BFA-YOLO: A balanced multiscale object detection network for building façade attachments detection

Yangguang Chen,Tong Wang,Guanzhou Chen,Kun Zhu,Xiaoliang Tan,Jiaqi Wang,Wenchao Guo,Qing Wang,Xiaolong Luo,Xiaodong Zhang
2024-11-11
Abstract:The detection of façade elements on buildings, such as doors, windows, balconies, air conditioning units, billboards, and glass curtain walls, is a critical step in automating the creation of Building Information Modeling (BIM). Yet, this field faces significant challenges, including the uneven distribution of façade elements, the presence of small objects, and substantial background noise, which hamper detection accuracy. To address these issues, we develop the BFA-YOLO model and the BFA-3D dataset in this study. The BFA-YOLO model is an advanced architecture designed specifically for analyzing multi-view images of façade attachments. It integrates three novel components: the Feature Balanced Spindle Module (FBSM) that tackles the issue of uneven object distribution; the Target Dynamic Alignment Task Detection Head (TDATH) that enhances the detection of small objects; and the Position Memory Enhanced Self-Attention Mechanism (PMESA), aimed at reducing the impact of background noise. These elements collectively enable BFA-YOLO to effectively address each challenge, thereby improving model robustness and detection precision. The BFA-3D dataset, offers multi-view images with precise annotations across a wide range of façade attachment categories. This dataset is developed to address the limitations present in existing façade detection datasets, which often feature a single perspective and insufficient category coverage. Through comparative analysis, BFA-YOLO demonstrated improvements of 1.8\% and 2.9\% in mAP$_{50}$ on the BFA-3D dataset and the public Façade-WHU dataset, respectively, when compared to the baseline YOLOv8 model. These results highlight the superior performance of BFA-YOLO in façade element detection and the advancement of intelligent BIM technologies.

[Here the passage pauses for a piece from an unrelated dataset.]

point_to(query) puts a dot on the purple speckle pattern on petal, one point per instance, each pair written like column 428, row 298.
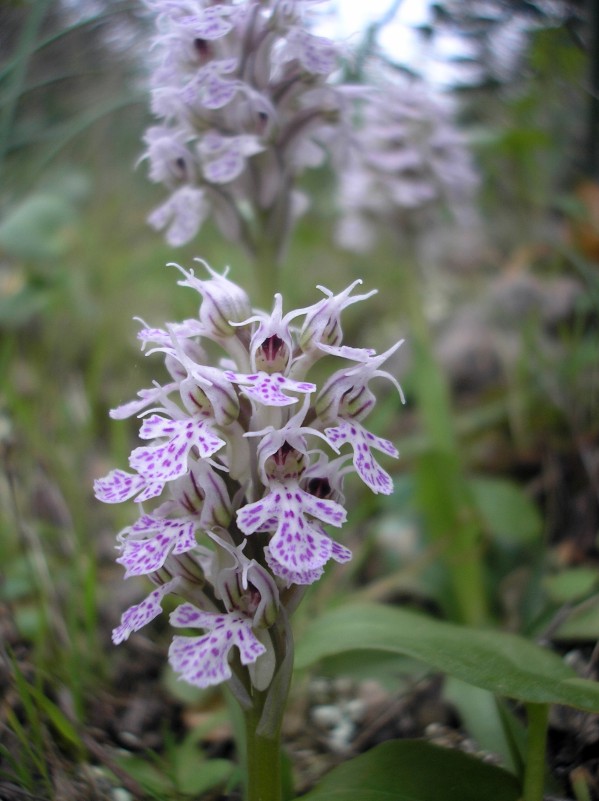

Computer Vision and Pattern Recognition,Artificial Intelligence
What problem does this paper attempt to address?
This paper attempts to solve several key problems in the detection of building facade attachments, specifically including: 1. **Uneven category distribution**: The distribution of building facade attachments (such as doors, windows, balconies, air - conditioning units, etc.) in images is extremely uneven. The number of attachments in some categories is small, making it difficult for the model to effectively learn the characteristics of these categories during training. 2. **Difficulties in small - target detection**: Some attachments (such as small windows and air - conditioning units) are small in size and difficult to be accurately identified in large - scale images, which poses a challenge to the detection accuracy. 3. **Background noise interference**: The complex background of the building facade (such as wall textures, shadows, etc.) will interfere with the target detection and reduce the detection accuracy. To solve the above problems, the author proposes the BFA - YOLO model and the supporting BFA - 3D dataset. The following are the specific solutions: - **BFA - 3D dataset**: A multi - view, accurately - labeled dataset is constructed, covering various types of building facade attachments, aiming to overcome the problems of single view and insufficient classification diversity in existing datasets. - **BFA - YOLO model**: Three innovative modules are introduced to improve the detection performance: - **Feature - Balanced Spindle Module (FBSM)**: The detection ability of sparse category features is enhanced through resampling techniques, improving the accuracy of category identification. - **Target - Dynamic - Alignment - Task - Detection - Head (TDATH)**: Specially designed for accurately identifying small targets, improving the detection effect of small - size attachments. - **Position - Memory - Enhanced - Self - Attention - Mechanism (PMESA)**: By introducing position information, the interference of complex background is reduced, and the detection accuracy is significantly improved. These improvements make the BFA - YOLO model perform excellently in the building facade attachment detection task, especially in dealing with category imbalance, small - target detection and background interference. Experimental results show that BFA - YOLO is superior to existing mainstream detection models in multiple evaluation indicators.